O facto de o transporte para efeitos de concretização da entrega ser a cargo de vendedor ou comprador não interfere com o momento em que se considera operado o efeito real.
Mas já pode interferir com o momento em que se cumpre a obrigação de entrega, a qual coincide sempre com o momento a partir do qual o comprador pode dispor materialmente sobre a coisa.
Ora, se a Autora entrega a mercadoria à Ré ou a transportador por esta contratado nas suas instalações, desvinculando-se a partir desse momento do destino que a Ré vai dar aos bens, pensamos que nesta particular situação a entrega verifica-se nesse local e momento, precisamente porque é a Ré quem, a partir do mesmo, dispõe sobre o destino a dar aos bens.

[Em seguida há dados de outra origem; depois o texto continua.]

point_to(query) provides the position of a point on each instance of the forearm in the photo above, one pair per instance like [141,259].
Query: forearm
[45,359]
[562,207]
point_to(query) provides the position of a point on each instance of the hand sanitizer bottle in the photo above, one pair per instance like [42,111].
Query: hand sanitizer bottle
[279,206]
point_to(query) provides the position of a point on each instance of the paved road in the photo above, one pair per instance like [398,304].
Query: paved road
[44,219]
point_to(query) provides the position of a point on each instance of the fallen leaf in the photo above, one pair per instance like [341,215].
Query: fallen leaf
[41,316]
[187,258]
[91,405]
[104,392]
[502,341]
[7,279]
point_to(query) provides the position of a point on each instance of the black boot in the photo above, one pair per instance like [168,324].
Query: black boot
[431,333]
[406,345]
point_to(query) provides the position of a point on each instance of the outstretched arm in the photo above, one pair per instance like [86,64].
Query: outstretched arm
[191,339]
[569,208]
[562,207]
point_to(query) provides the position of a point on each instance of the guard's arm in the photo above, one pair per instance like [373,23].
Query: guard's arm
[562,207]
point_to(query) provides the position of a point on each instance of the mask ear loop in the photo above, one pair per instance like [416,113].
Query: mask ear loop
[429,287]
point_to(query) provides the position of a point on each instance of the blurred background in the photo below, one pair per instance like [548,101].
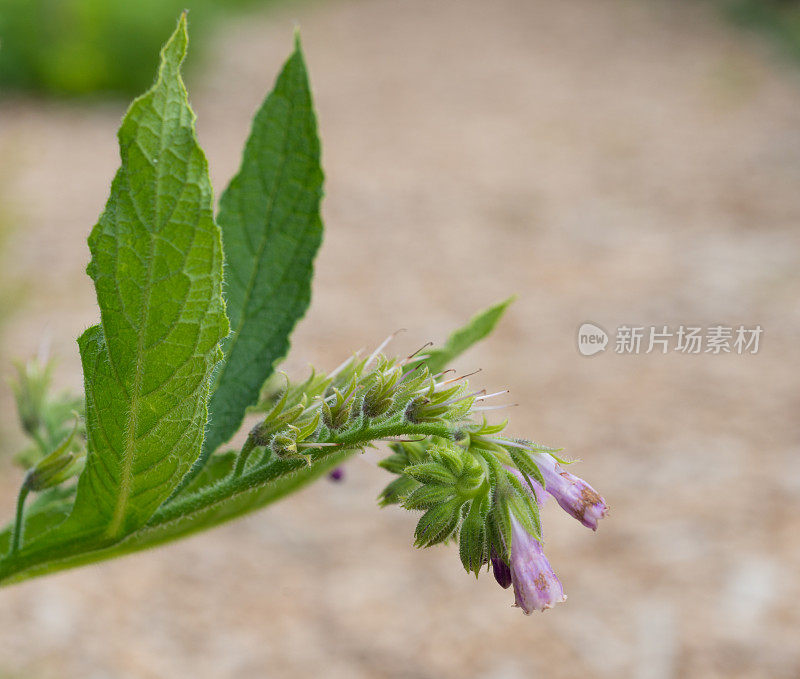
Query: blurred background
[615,161]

Ou seja, o “destino final” nesse caso tem de corresponder ao momento em que fica “nas mãos” da Ré, e não àquele que a Ré ainda lhe possa dar (e que pode ser a sua sede ou outro qualquer - distribuição para clientes seus), situação que é alheia à Autora.
(…) A Autora não diz que os bens foram para a sede da R., a A. apenas diz que os entregou à R. nas suas instalações sendo o posterior transporte a cargo da R.. Portanto, na versão da A., a que é determinante, estes são os termos do contrato; e não resulta alegada qualquer convenção em contrário no sentido de, não obstante ser esse o local de entrega, ser outro o lugar de cumprimento da obrigação - essa é a exigência e interpretação do artº. 7º.
(…)
O que caracteriza a entrega é o momento e local da transferência do domínio efetivo da coisa para as mãos do comprador, pelo que coincide, nesta medida, com o momento e local de receção da mercadoria pelo comprador (momento a partir do qual dispõe quanto ao seu destino).
(…)
Esta nossa posição respeita o alcance que a norma pretende ter, e a interpretação feita no âmbito comunitário, uma vez que o elemento de proximidade com a jurisdição portuguesa existe e é algo previsível para a Ré no âmbito deste concreto contexto».
Ora, atendendo ao objeto da presente ação, na configuração dada pela requerente na petição inicial, a obrigação da recorrente foi cumprida em Portugal, lugar onde foram/seriam efetivamente entregues os bens diretamente à requerida em face do pagamento prévio das correspondentes faturas, conforme acordado pelas partes, nada resultando alegado que permita consubstanciar qualquer convenção em contrário relativamente ao lugar de cumprimento da obrigação.
Assim sendo, resta concluir que a requerida podia ser demandada pela requerente em Portugal.
Nestes termos e com os fundamentos expostos, diversamente do decidido pelo Tribunal recorrido, importa julgar improcedente a exceção dilatória da incompetência internacional dos tribunais portugueses.
Procedem, assim, as conclusões da apelação, impondo-se revogar a decisão recorrida e, em consequência, declarar o Tribunal recorrido competente em razão da nacionalidade para apreciar o pedido formulado na ação em referência.
Tal como resulta da regra enunciada no artigo 527.º, n.º 1 do CPC, a responsabilidade por custas assenta num critério de causalidade, segundo o qual, as custas devem ser suportadas, em regra, pela parte que a elas houver dado causa ou, não havendo vencimento, pela parte que tirou proveito do processo. Neste domínio, esclarece o n.º 2 do citado preceito, entende-se que dá causa às custas a parte vencida, na proporção em que o for.
No caso em apreciação, como a apelação foi julgada totalmente procedente, as custas da apelação são integralmente da responsabilidade da recorrida, atento o seu decaimento.